The Irish farm sector will reach a point of net zero emissions, according to Professor John Gilliland, the director of global agriculture and sustainability at Devenish.
On how this might be achieved, he described how improving animal health and fertility reduces emissions.
Prof Gilliand outlined how healthy, high-performing animals produce the same level of emissions as lower-performing and unwell animals, but have a lesser carbon footprint per unit of output.
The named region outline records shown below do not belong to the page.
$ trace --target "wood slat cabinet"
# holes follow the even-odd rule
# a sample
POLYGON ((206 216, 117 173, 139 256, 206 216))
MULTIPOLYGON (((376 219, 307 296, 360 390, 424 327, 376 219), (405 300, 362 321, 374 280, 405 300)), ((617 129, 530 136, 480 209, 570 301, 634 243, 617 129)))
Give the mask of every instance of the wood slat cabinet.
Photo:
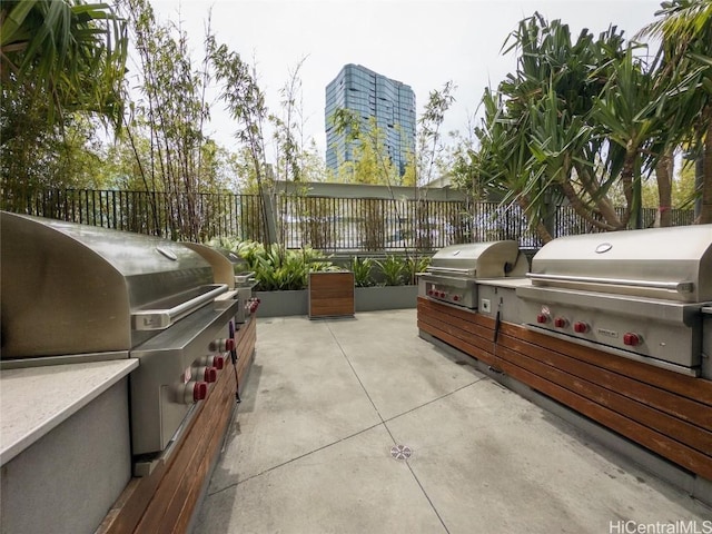
POLYGON ((187 532, 235 409, 236 372, 241 390, 255 357, 256 324, 253 316, 236 333, 236 369, 229 360, 226 363, 177 451, 148 476, 129 481, 96 534, 187 532))
POLYGON ((355 314, 354 273, 309 273, 309 318, 350 317, 355 314))
POLYGON ((712 481, 712 380, 418 298, 418 328, 712 481))

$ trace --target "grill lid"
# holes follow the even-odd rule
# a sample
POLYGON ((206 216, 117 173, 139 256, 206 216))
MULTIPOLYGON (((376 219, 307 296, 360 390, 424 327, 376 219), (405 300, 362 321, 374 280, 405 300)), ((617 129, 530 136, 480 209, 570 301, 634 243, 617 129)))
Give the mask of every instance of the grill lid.
POLYGON ((210 265, 167 239, 9 212, 0 225, 3 359, 128 350, 155 335, 137 318, 179 320, 217 289, 210 265))
POLYGON ((528 263, 514 240, 452 245, 438 250, 428 273, 467 278, 524 276, 528 263))
POLYGON ((560 237, 527 276, 552 286, 700 303, 712 300, 712 225, 560 237))

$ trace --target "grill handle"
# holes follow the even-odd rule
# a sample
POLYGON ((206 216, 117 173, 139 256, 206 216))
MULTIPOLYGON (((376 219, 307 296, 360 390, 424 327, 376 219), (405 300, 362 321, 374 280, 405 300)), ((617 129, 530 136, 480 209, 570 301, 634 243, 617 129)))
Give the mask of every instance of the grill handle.
POLYGON ((227 284, 219 284, 214 289, 200 294, 185 303, 180 303, 178 306, 174 306, 172 308, 136 312, 131 314, 134 328, 137 330, 164 330, 177 320, 189 315, 192 310, 212 301, 215 297, 226 293, 227 289, 227 284))
POLYGON ((425 273, 418 273, 418 275, 421 274, 426 274, 426 275, 439 275, 439 274, 444 274, 444 275, 462 275, 462 276, 475 276, 475 269, 465 269, 465 268, 461 268, 461 267, 434 267, 434 266, 429 266, 425 269, 425 273))
POLYGON ((571 281, 578 284, 600 284, 606 286, 645 287, 652 289, 666 289, 675 293, 692 293, 694 284, 692 281, 656 281, 656 280, 629 280, 625 278, 595 278, 590 276, 571 275, 544 275, 527 273, 531 280, 542 281, 571 281))

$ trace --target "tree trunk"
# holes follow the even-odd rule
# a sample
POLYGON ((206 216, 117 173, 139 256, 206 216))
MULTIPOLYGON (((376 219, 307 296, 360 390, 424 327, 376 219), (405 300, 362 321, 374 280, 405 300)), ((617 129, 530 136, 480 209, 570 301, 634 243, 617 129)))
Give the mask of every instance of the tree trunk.
POLYGON ((670 211, 672 205, 672 175, 674 159, 671 149, 666 149, 665 154, 660 158, 655 166, 655 178, 657 179, 657 217, 655 226, 671 226, 672 214, 670 211))
POLYGON ((702 178, 702 208, 700 210, 700 218, 698 222, 700 225, 708 225, 712 222, 712 123, 710 118, 712 116, 712 107, 708 106, 704 109, 704 116, 706 120, 708 131, 704 137, 704 156, 703 156, 703 170, 704 176, 702 178))
MULTIPOLYGON (((528 214, 532 202, 524 195, 520 195, 516 198, 517 204, 522 208, 525 214, 528 214)), ((554 239, 554 237, 548 233, 546 226, 541 220, 536 224, 536 234, 542 239, 542 243, 546 245, 548 241, 554 239)))

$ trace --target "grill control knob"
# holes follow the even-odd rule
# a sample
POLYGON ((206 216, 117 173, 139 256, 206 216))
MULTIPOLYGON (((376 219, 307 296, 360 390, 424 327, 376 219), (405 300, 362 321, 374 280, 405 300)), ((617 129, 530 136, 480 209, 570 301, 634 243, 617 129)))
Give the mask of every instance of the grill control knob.
POLYGON ((227 353, 233 349, 235 349, 235 339, 231 337, 227 339, 214 339, 210 342, 210 350, 215 350, 216 353, 227 353))
POLYGON ((640 334, 634 334, 632 332, 626 332, 623 334, 623 345, 627 345, 629 347, 636 347, 641 343, 643 343, 643 338, 640 334))
MULTIPOLYGON (((254 314, 255 312, 257 312, 257 308, 259 308, 259 303, 260 301, 261 300, 259 298, 256 298, 256 297, 249 299, 249 313, 250 314, 254 314)), ((233 348, 235 348, 235 347, 233 347, 233 348)), ((230 349, 230 350, 233 350, 233 349, 230 349)))
POLYGON ((194 376, 199 380, 205 380, 208 384, 212 384, 218 379, 218 369, 215 367, 197 367, 194 370, 194 376))
POLYGON ((198 367, 215 367, 216 369, 221 369, 225 367, 225 356, 210 354, 208 356, 202 356, 201 358, 196 359, 194 369, 198 367))
POLYGON ((196 382, 192 386, 192 402, 197 403, 208 396, 208 384, 205 382, 196 382))

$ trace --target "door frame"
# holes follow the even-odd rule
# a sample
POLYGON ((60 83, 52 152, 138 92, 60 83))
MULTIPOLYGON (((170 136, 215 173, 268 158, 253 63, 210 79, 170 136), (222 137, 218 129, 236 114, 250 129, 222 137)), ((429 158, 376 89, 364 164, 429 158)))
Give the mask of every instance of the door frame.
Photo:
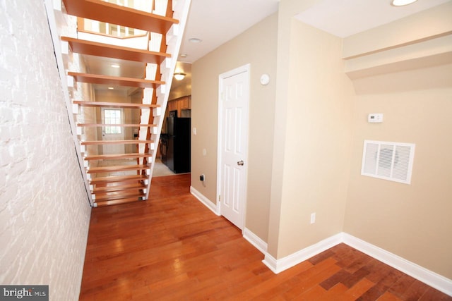
POLYGON ((246 150, 245 150, 245 159, 246 164, 244 165, 244 204, 243 204, 243 221, 242 221, 242 233, 243 234, 245 230, 245 222, 246 220, 246 195, 248 193, 248 149, 249 146, 249 102, 250 102, 250 73, 251 73, 251 64, 247 63, 246 65, 243 65, 240 67, 237 67, 234 69, 232 69, 230 71, 225 72, 224 73, 218 75, 218 133, 217 133, 217 212, 219 215, 222 215, 221 214, 221 199, 220 199, 220 192, 221 192, 221 182, 222 182, 222 168, 221 168, 221 162, 222 162, 222 128, 221 125, 222 124, 222 102, 223 102, 223 94, 222 90, 224 88, 223 80, 225 78, 230 78, 231 76, 237 75, 240 73, 246 73, 248 75, 248 122, 246 124, 246 150))

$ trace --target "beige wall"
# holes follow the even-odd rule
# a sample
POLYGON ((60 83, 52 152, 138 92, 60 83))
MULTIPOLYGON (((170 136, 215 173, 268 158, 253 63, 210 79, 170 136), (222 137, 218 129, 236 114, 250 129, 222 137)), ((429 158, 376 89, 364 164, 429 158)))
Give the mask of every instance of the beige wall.
MULTIPOLYGON (((273 152, 260 152, 262 139, 250 142, 249 156, 258 156, 259 163, 269 156, 273 164, 262 169, 250 161, 246 227, 268 242, 276 259, 344 231, 451 278, 452 49, 445 32, 452 27, 444 18, 451 16, 452 3, 340 39, 293 18, 317 2, 281 0, 278 21, 271 17, 278 22, 276 78, 271 83, 276 105, 273 114, 262 113, 273 121, 268 130, 274 134, 273 152), (417 30, 426 22, 432 27, 417 30), (376 42, 375 35, 387 39, 376 42), (383 113, 384 122, 368 123, 372 112, 383 113), (360 176, 364 139, 415 143, 412 184, 360 176), (268 183, 271 189, 262 190, 268 183), (314 224, 309 223, 312 212, 314 224), (266 224, 267 232, 262 229, 266 224)), ((260 33, 253 30, 268 20, 193 66, 198 135, 192 137, 191 180, 212 201, 218 76, 248 62, 251 82, 268 72, 253 73, 254 61, 240 47, 247 45, 244 38, 258 40, 260 33), (201 173, 207 176, 205 187, 198 180, 201 173)), ((262 87, 253 89, 251 120, 263 109, 253 106, 253 95, 262 87)), ((252 128, 251 121, 251 128, 261 122, 252 128)))
POLYGON ((277 15, 274 14, 222 45, 192 66, 191 185, 215 202, 218 76, 251 64, 248 192, 245 226, 266 240, 275 106, 277 15), (270 82, 259 83, 263 73, 270 82), (203 149, 207 154, 203 155, 203 149), (199 175, 206 177, 205 185, 199 175))
MULTIPOLYGON (((448 3, 399 20, 393 27, 372 30, 378 36, 392 30, 392 36, 381 41, 387 45, 400 45, 407 37, 412 40, 410 46, 363 56, 355 63, 357 69, 375 67, 352 73, 365 76, 353 81, 357 94, 355 135, 344 223, 345 232, 448 278, 452 278, 452 59, 447 50, 450 42, 434 37, 452 30, 451 14, 452 3, 448 3), (449 25, 445 29, 446 21, 449 25), (403 23, 409 23, 410 28, 401 27, 403 23), (426 23, 430 42, 434 42, 428 47, 411 32, 422 33, 417 30, 426 23), (403 55, 390 64, 379 63, 394 60, 395 51, 403 55), (383 123, 368 123, 369 113, 383 113, 383 123), (364 140, 415 143, 411 184, 361 176, 364 140)), ((346 39, 347 48, 360 49, 369 35, 346 39)))
POLYGON ((277 259, 342 231, 354 91, 341 51, 341 39, 293 20, 277 259))

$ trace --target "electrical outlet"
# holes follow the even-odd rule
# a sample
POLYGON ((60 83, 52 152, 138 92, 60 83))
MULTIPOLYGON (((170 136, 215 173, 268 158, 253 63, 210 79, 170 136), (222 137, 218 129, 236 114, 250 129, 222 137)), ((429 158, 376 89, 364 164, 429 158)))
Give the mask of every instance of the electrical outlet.
POLYGON ((314 223, 316 222, 316 213, 311 214, 311 223, 314 223))

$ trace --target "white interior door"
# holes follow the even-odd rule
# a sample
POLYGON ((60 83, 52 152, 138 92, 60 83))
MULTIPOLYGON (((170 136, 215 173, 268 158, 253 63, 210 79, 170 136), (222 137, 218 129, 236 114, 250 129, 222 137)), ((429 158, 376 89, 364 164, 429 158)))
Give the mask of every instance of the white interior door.
MULTIPOLYGON (((102 123, 103 124, 121 124, 124 123, 124 113, 122 109, 102 108, 102 123)), ((102 129, 102 140, 124 140, 124 128, 121 126, 108 125, 102 129)), ((124 154, 124 145, 102 145, 104 154, 124 154)))
POLYGON ((220 212, 242 229, 248 154, 249 66, 220 77, 219 191, 220 212))

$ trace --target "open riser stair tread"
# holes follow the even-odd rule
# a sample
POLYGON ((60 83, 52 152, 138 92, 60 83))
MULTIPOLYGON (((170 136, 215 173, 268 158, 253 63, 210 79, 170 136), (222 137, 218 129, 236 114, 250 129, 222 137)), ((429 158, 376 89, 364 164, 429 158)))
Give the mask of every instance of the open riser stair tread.
POLYGON ((153 140, 95 140, 82 141, 82 145, 137 145, 140 143, 154 143, 153 140))
POLYGON ((126 103, 126 102, 86 102, 84 100, 74 100, 72 102, 75 104, 78 104, 82 106, 92 106, 92 107, 109 107, 109 108, 124 108, 124 109, 150 109, 150 108, 160 107, 160 104, 131 104, 131 103, 126 103))
POLYGON ((119 205, 119 204, 126 204, 126 203, 131 203, 131 202, 138 202, 138 201, 142 201, 143 197, 127 197, 127 198, 124 198, 124 199, 114 199, 114 200, 111 200, 111 201, 96 202, 96 205, 98 207, 104 207, 104 206, 119 205))
POLYGON ((166 34, 179 20, 100 0, 63 0, 69 15, 166 34))
POLYGON ((125 171, 141 171, 143 169, 149 169, 150 168, 150 166, 148 165, 119 165, 105 167, 91 167, 88 169, 86 172, 88 173, 109 173, 125 171))
POLYGON ((129 185, 114 185, 108 186, 100 186, 93 188, 91 192, 93 194, 105 193, 114 191, 127 190, 131 189, 141 190, 146 188, 146 185, 142 183, 133 183, 129 185))
POLYGON ((138 182, 147 179, 148 176, 145 175, 100 177, 92 179, 90 181, 90 184, 97 185, 121 182, 138 182))
POLYGON ((135 158, 148 158, 152 156, 152 154, 99 154, 93 156, 86 156, 84 159, 87 161, 91 160, 110 160, 120 159, 135 159, 135 158))
POLYGON ((138 128, 138 127, 145 127, 145 128, 154 128, 157 126, 155 124, 141 124, 141 123, 78 123, 77 126, 84 127, 84 128, 90 128, 90 127, 102 127, 102 126, 121 126, 125 128, 138 128))
POLYGON ((124 78, 104 75, 102 74, 81 73, 69 71, 68 75, 73 76, 77 82, 97 85, 112 85, 140 88, 156 89, 165 82, 160 80, 143 80, 141 78, 124 78))
POLYGON ((109 201, 113 199, 121 199, 126 197, 143 197, 145 195, 143 192, 140 192, 138 190, 133 191, 119 191, 108 193, 102 193, 96 195, 96 202, 102 201, 109 201))
POLYGON ((69 37, 61 37, 61 39, 69 43, 73 52, 81 54, 157 64, 160 64, 165 59, 171 57, 171 54, 164 52, 155 52, 145 49, 124 47, 69 37))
The agricultural emissions expert said scientific advancements which improve animal health and performance while also reducing emissions are a “win-win” for farmers and ultimately, deliver greater farm profitability.
Prof Gilliland was speaking at the MSD Animal Health “One Health and Sustainability” conference on Thursday last, which involved discussion on the connection between animal health and environmental improvements with industry stakeholders.
Dr Jonathan Graham, chair of the Animal Health and Welfare Board of England (AHWBE), told the conference there is no significant methane emissions difference between the top 5% EBI cows in the national dairy herd and the average EBI, which suggests that the sector is overestimating methane emissions by some 18%.
During his contribution, Animal Health Ireland (AHI) CEO Dr David Graham said there is an economic and emissions reduction benefit to Ireland’s BVD eradication programme, something which MSD general manager Fergal Morris also highlighted.
Dr Graham said that the control of BVD is “down to the last few hundred herds”, adding that the progress to-date will return some €90m to farmers this year alone and that having healthier and higher performing cattle will deliver an emissions benefit.
He said “some of the opportunity is gone” for quantifying this benefit, but highlighted that capturing and centralising this data is essential.
Farmers and vets also discussed the importance of vaccine use and system monitoring technology to protect and maintain animal health on farms.